To explore the SNP rs1052373 C>T and find the allelic frequency in the population of Punjab Pakistan, exon 29, intron 29, exon 30, intron 30, exon 31, and intron 31 were selected for genotyping by using T-ARMS-PCR. In this study, the genotyping of previously reported SNP rs1052373 showed variation in disease group, giving CT and TT genotypes with the frequency of 0.04. The frequency of homozygous condition T/T was 0.02 and the frequency of heterozygous condition C/T was 0.02 in the disease group. While, the homozygous C/C genotype showed a frequency of 1 in control group and 0.96 in disease group, respectively. It indicated the involvement of homozygous T/T and heterozygous C/T genotypes in HCM. However, a larger sample size is required to prove this association.
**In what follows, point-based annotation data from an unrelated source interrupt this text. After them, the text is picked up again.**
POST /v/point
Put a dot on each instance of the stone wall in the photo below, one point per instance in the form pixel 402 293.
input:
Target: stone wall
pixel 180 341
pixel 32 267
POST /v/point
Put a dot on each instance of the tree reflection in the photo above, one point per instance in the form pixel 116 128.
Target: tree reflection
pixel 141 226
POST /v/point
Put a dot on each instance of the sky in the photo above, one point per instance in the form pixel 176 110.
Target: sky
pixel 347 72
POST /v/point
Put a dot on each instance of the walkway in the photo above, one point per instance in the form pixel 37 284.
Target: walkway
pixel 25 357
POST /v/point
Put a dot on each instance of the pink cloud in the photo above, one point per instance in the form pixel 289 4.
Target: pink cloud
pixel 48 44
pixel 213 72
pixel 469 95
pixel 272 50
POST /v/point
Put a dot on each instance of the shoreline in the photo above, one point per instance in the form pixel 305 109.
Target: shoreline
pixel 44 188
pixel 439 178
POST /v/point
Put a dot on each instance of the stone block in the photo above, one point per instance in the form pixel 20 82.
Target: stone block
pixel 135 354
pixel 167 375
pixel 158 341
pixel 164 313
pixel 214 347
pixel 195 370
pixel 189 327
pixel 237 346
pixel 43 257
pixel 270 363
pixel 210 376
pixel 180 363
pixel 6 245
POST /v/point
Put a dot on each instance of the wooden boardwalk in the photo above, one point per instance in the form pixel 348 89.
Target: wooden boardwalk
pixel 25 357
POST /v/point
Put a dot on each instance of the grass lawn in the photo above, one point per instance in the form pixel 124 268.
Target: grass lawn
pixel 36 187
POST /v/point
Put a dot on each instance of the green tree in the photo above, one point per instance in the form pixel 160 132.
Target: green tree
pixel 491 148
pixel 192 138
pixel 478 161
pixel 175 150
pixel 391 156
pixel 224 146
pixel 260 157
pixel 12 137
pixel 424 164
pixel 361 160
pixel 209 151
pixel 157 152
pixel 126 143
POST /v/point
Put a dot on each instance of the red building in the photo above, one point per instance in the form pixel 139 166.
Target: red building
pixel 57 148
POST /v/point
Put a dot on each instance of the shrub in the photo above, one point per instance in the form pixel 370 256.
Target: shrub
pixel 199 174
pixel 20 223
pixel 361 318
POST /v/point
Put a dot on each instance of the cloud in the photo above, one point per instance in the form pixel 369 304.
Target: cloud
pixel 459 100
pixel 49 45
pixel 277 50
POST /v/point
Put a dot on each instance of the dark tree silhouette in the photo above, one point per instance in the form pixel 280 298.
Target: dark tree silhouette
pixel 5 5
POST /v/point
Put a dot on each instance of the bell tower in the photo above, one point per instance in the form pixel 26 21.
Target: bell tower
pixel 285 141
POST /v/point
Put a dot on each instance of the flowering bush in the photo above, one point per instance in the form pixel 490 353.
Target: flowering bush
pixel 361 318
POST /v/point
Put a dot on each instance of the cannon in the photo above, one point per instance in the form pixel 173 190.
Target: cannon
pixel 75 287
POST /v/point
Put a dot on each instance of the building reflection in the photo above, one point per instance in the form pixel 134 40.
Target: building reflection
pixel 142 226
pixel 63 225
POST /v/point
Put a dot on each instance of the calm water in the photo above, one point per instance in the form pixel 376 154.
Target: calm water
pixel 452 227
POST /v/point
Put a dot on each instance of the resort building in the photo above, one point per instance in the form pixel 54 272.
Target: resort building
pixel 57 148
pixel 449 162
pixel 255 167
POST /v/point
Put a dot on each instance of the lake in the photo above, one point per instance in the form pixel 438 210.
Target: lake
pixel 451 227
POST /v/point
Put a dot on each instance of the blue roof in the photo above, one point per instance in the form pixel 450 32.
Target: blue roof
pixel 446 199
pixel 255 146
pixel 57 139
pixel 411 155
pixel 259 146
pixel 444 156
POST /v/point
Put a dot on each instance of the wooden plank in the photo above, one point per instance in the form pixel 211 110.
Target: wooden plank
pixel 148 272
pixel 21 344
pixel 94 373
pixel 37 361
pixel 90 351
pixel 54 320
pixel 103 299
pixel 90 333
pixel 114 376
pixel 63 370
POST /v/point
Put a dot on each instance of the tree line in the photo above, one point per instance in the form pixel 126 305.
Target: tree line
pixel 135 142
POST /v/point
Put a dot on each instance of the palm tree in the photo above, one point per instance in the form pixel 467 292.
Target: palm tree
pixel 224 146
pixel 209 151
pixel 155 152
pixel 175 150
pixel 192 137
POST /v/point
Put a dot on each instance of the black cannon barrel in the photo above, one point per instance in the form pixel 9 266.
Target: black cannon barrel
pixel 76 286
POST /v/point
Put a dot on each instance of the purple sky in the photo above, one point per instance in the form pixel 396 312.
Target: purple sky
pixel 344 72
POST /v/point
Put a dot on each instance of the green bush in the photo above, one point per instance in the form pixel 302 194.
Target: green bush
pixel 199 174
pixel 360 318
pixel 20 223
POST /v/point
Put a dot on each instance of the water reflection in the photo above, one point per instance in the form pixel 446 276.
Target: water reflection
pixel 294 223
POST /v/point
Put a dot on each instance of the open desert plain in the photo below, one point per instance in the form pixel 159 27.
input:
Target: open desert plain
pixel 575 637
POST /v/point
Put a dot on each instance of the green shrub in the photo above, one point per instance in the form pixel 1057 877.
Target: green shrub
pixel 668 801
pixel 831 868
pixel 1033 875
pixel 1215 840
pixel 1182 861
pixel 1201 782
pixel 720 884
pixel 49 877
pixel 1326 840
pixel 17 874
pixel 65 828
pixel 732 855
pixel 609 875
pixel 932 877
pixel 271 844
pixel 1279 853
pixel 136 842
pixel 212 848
Previous studies showed that the mutations in HCM patients are vital for diagnosis and for genetic counseling in relatives that might be mutation carriers [22]. Another study showed mutation in MYBPC3 gene by screening Dutch patients. The findings indicated that the 2373insG mutation in MYBPC3 gene, also termed as Dutch founder mutation, is associated with severe prognosis in Danish HCM patients [23]. A different study performed by the next generation sequencing (NGS) of most important sarcomere genes including MYBPC3 for c.2601CT with amino acid p.I867showed no significant association with HCM in Tunisian population [24]. The mutational frequency of HCM in different genes varies in different studies, for example, it depends on the genetic background of different populations. A patient with one sarcomere gene mutation has a less severe form of disease as compared to patients with two sarcomeric mutations, inducing a high risk of sudden cardiac death. The reported SNP was submitted on dbSNP with RCV000284482.3 submission ID in 2017 and with ATC>ATT coding sequence variant (4). Phenotype and genotype analysis showed that patients with premature codon termination mutations (n = 12) or double mutation (n = 2) manifested less manifestation as compared with the patients carrying missense mutations in MYBPC3 [25]. Further studies conducted by selecting different SNPs from MYBPC3 gene using a large sample size representative of the different populations of Pakistan are required to confirm the relationship of synonymous mutations with HCM.
The current study successfully developed and optimized T-ARMS-PCR for the genotyping of rs1052373. T-ARMS-PCR is an efficient, cost effective, and less laborious genotyping assay. Furthermore, the current study also exhibited that rs1052373 T allele was absent in healthy controls and present in 4% of patients.